In the wake of recent school shootings across the country, some Fulton County parents are pushing officials to consider ending the use of school buildings as Election Day polling places. But the county’s elections director says that could disenfranchise voters in places with few alternative polling locations.
Meanwhile, Fulton County Schools is considering one option it seems everyone can agree on: making the next general election day, Nov. 6, a teacher work day, so students would stay home.
Liliana Brenner and Kristin Sharpe, co-presidents of the North Fulton Council PTA, said in joint emails that local PTA units are “evaluating the impact of hosting polling stations in schools.”
“There are concerns that these stations cannot be established while maintaining a separation of voters from students; this potentially impacts student and school security,” they wrote. “…We are not aware of any specific incidents but want to be proactive about the safety of the children in our schools.”
Sen. John Albers (R-Roswell) said a new Senate school safety committee, for which he wrote the authorizing legislation, will “definitely” discuss the polling place issue. “I have just recently been asked about this issue and plan to review it,” Albers said in an email. “Safety has to be [the] Number One priority.”
Richard Barron, director of the Fulton County elections department, said that some precincts have few options for polling places besides school buildings and barring access could reduce voting rights.
“If we tried to get out of some [schools], our activist groups [and] neighborhood associations, would be up in arms,” Barron said. “You can disenfranchise voters by moving out of polling places.”
The parental concerns are not coming from any recent incident in Fulton schools. The impetus is a similar discussion in Cobb County, where officials are reportedly discussing both school safety and difficulty in voters getting through school security – which Barron said is not a problem in Fulton. Cobb County officials did not respond to comment requests. The Atlanta and DeKalb school districts did not have immediate comment on whether they are hearing similar concerns.
Brenner and Sharpe said north Fulton parents are working on the issue with the Georgia PTA. The Virginia-based National PTA said it is unaware of any polling place debates. “We have not heard anything here at National PTA about such concerns,” and the organization does not have a position on the issue, said spokesperson Heidi May Wilson.
Fulton Board of Education Vice President Linda McCain raised the issue at the board’s June 12 meeting. As a short-term measure, she asked Fulton Schools Superintendent Jeff Rose to consider making Election Day on Nov. 6 a teacher work day “so our students are not in the building…which would go a long way toward alleviating safety concerns parents have.”
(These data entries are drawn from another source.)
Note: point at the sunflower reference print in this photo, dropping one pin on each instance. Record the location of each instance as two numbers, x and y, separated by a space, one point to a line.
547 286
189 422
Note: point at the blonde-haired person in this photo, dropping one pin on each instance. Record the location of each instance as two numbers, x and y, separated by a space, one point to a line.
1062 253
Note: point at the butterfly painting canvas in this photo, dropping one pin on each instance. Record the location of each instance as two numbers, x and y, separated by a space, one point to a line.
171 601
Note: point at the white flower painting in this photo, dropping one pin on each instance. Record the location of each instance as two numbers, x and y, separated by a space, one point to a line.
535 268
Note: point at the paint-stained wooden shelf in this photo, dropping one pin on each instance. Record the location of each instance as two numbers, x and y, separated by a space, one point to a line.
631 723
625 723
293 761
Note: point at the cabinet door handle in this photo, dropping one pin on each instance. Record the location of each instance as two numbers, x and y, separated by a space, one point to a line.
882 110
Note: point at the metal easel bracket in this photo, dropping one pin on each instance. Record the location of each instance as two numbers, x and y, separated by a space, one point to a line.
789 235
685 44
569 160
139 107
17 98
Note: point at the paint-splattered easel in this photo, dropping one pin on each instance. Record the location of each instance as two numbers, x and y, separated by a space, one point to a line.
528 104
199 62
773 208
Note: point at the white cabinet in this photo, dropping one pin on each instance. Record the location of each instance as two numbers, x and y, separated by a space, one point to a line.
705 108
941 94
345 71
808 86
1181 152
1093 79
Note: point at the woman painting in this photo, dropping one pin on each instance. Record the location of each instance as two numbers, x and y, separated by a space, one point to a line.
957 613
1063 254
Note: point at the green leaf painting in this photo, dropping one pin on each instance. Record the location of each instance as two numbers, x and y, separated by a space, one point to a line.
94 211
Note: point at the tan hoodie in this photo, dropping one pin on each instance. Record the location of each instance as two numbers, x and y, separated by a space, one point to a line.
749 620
On teacher work days, students do not attend classes at a school building, though the Election Day version might have them doing schoolwork at home via computer.
Rose said administration officials will “go back and look at the implications” of making Election Day a teacher work day and follow up with the board.
Barron, the Fulton elections director, said that similar teacher work days have been scheduled for previous major elections, such as presidential contests. He said he supports doing it again as “everyone would feel better” and it could reduce parking and traffic problems.
In his perfect system, he said, voting would be on weekends. But he objected to the idea of removing polling places from schools altogether. “I don’t like moving polling places,” Barron said. “I don’t particularly care for consolidating polling places, and I don’t want voters to get disenfranchised… It’s not just good public policy. Fulton County is the heart of the Civil Rights movement.”